A carta, por inabitual no
Abel, quase atemorizou a Mãe, tão ciosa do "seu menino", longe, agora,
dos seus afagos e cuidados. E até mediu o tormento do Abel pela dor que
ele tão extensamente transmitira ao papel, ele que quase não gostava de
escrever para além das receitas para o Boticário e de um ou outro
relatório, feito no âmbito da Medicina Legal, para o Delegado da
Comarca, actos que sempre praticava com respeito pelas normas e pelo
interesse que lhe mereciam as funções do cargo e o exercício da
profissão.
E só repousou a Mãe, dos
seus cuidados, quando, passado o mês do intervalo nas escalas do "S.
Miguel", recebeu nova carta, esta já naquele estilo telegráfico que era
bem o do Abel.
Mas o Abel tardou a
encontrar o equilíbrio emocional ainda que sem deixar, nunca, de com
rigor e humanidade, cuidar de cumprir os seus deveres fossem os de
preencher papéis, fossem, principalmente, aqueles que sem serem
propriamente o terreno do que aprendera com os Mestres da sua Faculdade,
não deixavam de fazer parte da maleta onde guardava a seringa, o
estetoscópio, a tesoura, o frasco do álcool e a caixa dos comprimidos de
aspirina.
Eram as palavras de
convencimento e conforto para os momentos de crise, sobretudo daqueles
que surgiam acompanhados de dor, essa espécie estranha de vida que em
muitos momentos chama a morte como forma de libertação.
Era esse o caso daquela
mulher, relativamente nova - não teria mais de quarenta anos... - que
desde os vinte ensinava crianças na aldeola da Caveira, ali a dois
passos de Santa Cruz onde semanalmente vinha a servir de emissária das
necessidades daquelas duas dúzias de famílias que formavam a Aldeia.
Eram os medicamentos na
botica, as compras nas lojecas, a orientação para os poucos negócios de
pastos e quintais após informações que colhia nas Finanças, no Notário
ou na Conservatória.
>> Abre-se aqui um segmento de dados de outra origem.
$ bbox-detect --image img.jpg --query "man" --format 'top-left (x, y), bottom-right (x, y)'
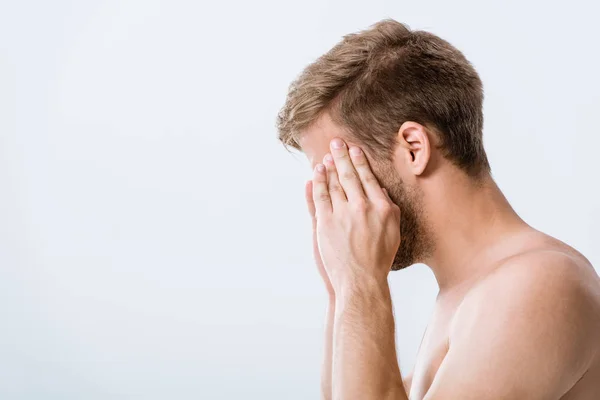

Só não ia ao Tribunal já que sempre conseguia fazer
os acordos que o evitavam.
E nunca lhe faltava barco a
remos ou à vela que a levasse e trouxesse, movido ou dirigido por
músculos sãos de quem fora Mestra e em muitos casos com carinhos de mãe,
castigos de pai e conselhos de amigo.
O Abel conhecia-a bem e
tinha por ela, para além da mais alta consideração, aquilo a que chamava
simpatia, quase amor sem carne, apesar dela ser ainda uma bela mulher,
nunca estragada ou sublimada por actos de sexo ou de maternidade.
Ouvia-a sempre com o maior
respeito e atenção, fosse no consultório do pequeno e rudimentar
Hospital da vila, fosse quando à Caveira tinha de deslocar-se, nos casos
mais delicados.
Olhava-a como se ela fizesse
parte da Ilha e quase a julgava tão parte dela como aqueles azuis dos
renques de hortenses que faziam a fronteira das pastagens, como que a
dizer, com suavidade, o "isto é meu" dos egoísmos da terra.
Mas porque há sempre um dia
na sucessão de dias que a vida é, houve um que marcou para a o. Hermínia
que era esse o nome daquela que de todos não era senão a Mestra, um
começo que não queria fosse, mas era, de fim, traduzido por um grande
mal estar que chegou a levá-la, coisa que jamais havia sucedido, a,
durante uma semana, faltar às aulas de todo aquele canteiro de rosas −
ela assim dizia... − que era a sua Escola.
O caso foi notado quase como
se um aluimento de terras altas da costa, fronteira e vizinha do mar,
tivesse provocado o aparecimento de toda uma fajã de angústia, ainda sem
verdes, sem cais e sem capelinha branca e negra para o orago a eleger
pelas crendices e fé do povo que lá viesse instalar-se como pioneiro.
E tão notado foi que dois ou
três dos pais dos alunos não deixaram de o comunicar ao Abel, ao Dr.
Abel, para que este, sem despertar demasiadas preocupações, a visse e
medicasse em busca de cura ou, pelo menos, melhoras.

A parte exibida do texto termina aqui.